Ganz kurz: Etwas an sich Wirkungsloses, was aber doch eine Wirkung hervorruft. Zum Beispiel verschreiben manche Ärzte oder Psychologen ihren Patienten bei bestimmten Erkrankungen Placebo-Tabletten. Diese Tabletten verfügen über keinen Wirkstoff, haben also rein körperlich betrachtet, denselben Effekt, als wenn der Patient ein Stück Zucker isst. Gar keinen. Trotzdem stellen viele dieser Patienten (wohlgemerkt, sie wissen nicht, dass die Tabletten ohne Wirkung sind) eine Verbesserung fest. In dem Glauben, dass die Tablette ihnen helfen wird, ja muss, denkt der Geist, dass der Körper gesund wird, und dass wird er auch, wenn man diversen Placebo-Versuchen glauben schenken kann. (Beachten Sie die Links am Ende des Artikels)

Hier eine Auflistung, welche Ursachen nach Ansicht alternativer Augenmediziner schuld an den Augenbeschwerden und Krankheiten sind.

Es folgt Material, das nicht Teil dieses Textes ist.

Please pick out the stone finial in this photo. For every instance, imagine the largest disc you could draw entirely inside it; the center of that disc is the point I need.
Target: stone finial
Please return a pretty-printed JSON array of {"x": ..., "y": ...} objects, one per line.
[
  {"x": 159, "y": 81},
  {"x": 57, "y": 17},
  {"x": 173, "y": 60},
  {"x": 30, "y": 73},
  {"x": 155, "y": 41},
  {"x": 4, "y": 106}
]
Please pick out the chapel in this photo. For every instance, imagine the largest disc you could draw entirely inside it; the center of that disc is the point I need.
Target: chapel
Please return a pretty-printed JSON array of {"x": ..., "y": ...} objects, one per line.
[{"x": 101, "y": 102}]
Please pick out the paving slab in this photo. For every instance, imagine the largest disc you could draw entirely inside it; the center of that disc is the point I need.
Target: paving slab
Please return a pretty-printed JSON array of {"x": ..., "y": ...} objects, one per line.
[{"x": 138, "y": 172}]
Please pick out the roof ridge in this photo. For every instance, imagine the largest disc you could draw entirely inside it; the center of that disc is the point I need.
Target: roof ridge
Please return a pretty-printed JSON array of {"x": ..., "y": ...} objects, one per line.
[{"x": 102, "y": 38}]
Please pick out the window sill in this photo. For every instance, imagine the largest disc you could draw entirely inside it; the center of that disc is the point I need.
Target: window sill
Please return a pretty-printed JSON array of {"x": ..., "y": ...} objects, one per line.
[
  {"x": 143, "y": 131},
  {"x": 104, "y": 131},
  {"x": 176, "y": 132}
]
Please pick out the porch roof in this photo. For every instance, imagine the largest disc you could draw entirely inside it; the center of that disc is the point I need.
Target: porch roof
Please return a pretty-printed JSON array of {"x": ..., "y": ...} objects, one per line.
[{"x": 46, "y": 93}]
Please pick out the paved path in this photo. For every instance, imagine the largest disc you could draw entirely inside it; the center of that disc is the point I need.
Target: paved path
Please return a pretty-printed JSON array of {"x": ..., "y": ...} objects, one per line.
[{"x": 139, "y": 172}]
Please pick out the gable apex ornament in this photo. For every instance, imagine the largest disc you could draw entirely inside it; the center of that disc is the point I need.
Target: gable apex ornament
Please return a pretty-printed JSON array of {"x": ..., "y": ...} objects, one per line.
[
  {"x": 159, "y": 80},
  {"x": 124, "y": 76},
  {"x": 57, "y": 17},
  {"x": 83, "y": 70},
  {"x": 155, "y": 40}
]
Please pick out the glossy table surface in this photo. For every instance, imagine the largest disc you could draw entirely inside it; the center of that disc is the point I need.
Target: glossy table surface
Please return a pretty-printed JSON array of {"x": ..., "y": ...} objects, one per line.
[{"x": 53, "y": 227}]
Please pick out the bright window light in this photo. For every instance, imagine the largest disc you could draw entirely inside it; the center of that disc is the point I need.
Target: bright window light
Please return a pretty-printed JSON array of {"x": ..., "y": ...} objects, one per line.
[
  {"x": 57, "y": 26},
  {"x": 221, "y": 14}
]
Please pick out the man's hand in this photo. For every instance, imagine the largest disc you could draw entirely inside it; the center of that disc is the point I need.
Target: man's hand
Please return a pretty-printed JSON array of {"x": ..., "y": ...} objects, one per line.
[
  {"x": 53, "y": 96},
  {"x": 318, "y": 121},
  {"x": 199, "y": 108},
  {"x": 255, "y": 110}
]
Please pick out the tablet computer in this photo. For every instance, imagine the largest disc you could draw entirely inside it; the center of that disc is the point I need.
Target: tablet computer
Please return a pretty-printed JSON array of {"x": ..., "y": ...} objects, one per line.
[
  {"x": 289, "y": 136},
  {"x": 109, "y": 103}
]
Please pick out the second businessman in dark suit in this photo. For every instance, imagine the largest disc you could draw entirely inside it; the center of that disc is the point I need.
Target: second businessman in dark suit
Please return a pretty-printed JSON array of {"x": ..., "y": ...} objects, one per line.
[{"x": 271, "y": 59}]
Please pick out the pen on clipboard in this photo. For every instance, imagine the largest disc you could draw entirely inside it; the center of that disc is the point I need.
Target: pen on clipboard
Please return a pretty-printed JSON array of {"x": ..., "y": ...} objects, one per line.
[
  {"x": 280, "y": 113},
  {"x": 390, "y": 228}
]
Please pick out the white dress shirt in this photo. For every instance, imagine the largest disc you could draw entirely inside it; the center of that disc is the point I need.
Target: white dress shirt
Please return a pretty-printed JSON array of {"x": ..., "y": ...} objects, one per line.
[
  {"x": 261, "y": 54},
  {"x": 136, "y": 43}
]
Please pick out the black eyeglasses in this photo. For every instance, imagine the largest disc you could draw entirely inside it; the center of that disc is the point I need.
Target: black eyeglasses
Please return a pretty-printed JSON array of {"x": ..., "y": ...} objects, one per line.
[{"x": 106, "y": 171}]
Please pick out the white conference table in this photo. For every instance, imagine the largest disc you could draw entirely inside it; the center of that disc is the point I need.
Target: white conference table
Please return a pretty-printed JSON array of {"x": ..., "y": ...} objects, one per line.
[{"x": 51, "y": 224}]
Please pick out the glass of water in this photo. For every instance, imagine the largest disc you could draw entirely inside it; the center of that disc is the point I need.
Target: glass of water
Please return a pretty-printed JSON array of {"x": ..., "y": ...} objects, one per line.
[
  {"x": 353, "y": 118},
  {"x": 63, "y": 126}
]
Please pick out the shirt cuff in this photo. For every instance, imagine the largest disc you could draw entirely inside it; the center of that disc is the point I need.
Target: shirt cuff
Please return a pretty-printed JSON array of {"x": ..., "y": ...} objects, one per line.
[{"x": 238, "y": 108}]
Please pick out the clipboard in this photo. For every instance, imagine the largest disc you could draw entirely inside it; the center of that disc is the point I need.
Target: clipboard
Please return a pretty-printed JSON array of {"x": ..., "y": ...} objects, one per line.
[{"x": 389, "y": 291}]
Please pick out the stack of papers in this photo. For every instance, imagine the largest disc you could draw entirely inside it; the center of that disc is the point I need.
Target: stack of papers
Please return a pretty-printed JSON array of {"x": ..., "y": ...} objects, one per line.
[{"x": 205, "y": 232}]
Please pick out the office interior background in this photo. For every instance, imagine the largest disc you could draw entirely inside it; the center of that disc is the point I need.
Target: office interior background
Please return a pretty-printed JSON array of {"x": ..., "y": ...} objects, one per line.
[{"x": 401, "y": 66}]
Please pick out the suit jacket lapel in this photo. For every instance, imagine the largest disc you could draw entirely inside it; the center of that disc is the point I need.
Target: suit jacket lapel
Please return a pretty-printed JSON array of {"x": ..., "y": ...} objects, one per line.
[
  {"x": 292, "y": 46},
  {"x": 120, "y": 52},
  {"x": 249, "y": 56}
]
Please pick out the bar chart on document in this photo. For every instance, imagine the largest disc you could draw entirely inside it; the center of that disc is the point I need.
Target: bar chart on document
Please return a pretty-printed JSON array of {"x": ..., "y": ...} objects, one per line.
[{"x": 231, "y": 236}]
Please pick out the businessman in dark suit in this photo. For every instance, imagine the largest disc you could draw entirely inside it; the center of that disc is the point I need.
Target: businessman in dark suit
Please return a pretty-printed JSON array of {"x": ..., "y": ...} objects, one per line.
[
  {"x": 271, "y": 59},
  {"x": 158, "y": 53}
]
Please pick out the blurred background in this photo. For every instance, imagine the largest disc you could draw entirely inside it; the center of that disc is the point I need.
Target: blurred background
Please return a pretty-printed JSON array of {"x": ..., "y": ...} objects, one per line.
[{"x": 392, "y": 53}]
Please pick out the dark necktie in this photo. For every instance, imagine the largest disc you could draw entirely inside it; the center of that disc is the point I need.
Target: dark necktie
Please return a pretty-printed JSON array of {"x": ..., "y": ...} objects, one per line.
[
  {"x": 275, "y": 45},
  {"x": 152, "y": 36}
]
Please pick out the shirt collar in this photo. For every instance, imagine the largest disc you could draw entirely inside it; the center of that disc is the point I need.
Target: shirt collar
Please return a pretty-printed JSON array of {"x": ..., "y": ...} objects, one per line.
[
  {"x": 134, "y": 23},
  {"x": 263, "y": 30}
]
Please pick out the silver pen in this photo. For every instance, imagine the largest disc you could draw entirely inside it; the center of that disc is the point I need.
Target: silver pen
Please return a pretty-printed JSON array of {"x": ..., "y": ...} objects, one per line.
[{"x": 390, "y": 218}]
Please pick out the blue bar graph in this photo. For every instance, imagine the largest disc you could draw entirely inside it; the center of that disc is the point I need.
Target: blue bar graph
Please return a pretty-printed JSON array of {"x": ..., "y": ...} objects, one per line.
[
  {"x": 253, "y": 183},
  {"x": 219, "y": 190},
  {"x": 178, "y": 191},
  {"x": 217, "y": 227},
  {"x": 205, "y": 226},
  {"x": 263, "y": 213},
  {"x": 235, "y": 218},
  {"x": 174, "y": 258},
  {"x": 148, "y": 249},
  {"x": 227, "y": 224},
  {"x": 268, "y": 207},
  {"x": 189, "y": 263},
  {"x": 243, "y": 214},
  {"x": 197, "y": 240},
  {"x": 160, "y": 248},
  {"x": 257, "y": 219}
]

  • Kurzsichtigkeit: Angst vor der Zukunft, zu starke in sich Gekehrtheit. Angst vor dem Fremden, Unbekannten.
  • Weitsichtigkeit: Angst vor der Gegenwart, Unzufriedenheit mit dem Jetzt, wie man lebt, mit sich selbst. Man hofft, dass die Zukunft schon alles ändern wird.
  • Stabsichtigkeit: In einem oder mehreren Bereichen ist man unsicher. Man träumt, ohne die Wirklichkeit zu sehen. Vielleicht eine Liebe, die gar keine ist.
  • Grüner Star: Auf einem lastet ein zu hoher Druck, dem man nicht standhalten will.
  • Grauer Star: Man versucht seine Augen vor der Außenwelt zu verschlissen. Einige Situationen will man einfach nicht wahrhaben.
  • Schielen: Alles erscheint kompliziert, unmöglich, fehlendes Selbstbewusstsein.
  • Schäden an der Hornhaut: Angst vor der eigenen Stärke, vor sich selbst
  • Netzhautablösung: Abkapselung von der Außenwelt, Gefühl ein ungeliebter Außenseiter zu sein.

Glauben Sie daran, dass ihre Psyche schuld sein könnte? Dann sollten Sie seelisch gesund werden. Suchen Sie einen Psychologen auf, nehmen Sie an einem Yoga Kurs teil, treiben Sie Sport, suchen Sie Kontakt mit ihren Mitmenschen, gehen Sie in die Natur … Sicherlich fällt Ihnen ein, was Sie besser machen können.

Versuchen Sie Ihre Ängste zu vergessen, zu verdrängen und konzentrieren Sie sich auf das jetzt. Carpe diem – Nutze den Tag. Leben Sie nach diesem Motto.

Das Leben ist schon so kurz genug, da muss (!) man wagen, will man nicht ins Hintertreffen gelangen.

Wenn Sie diese Tipps an sich rankommen lassen, Ihr Leben vielleicht auch nur ein bisschen zum Guten ändern können, so wird – denke ich – Ihnen Ihre Augenerkrankung schon nicht mehr so schlimm erscheinen.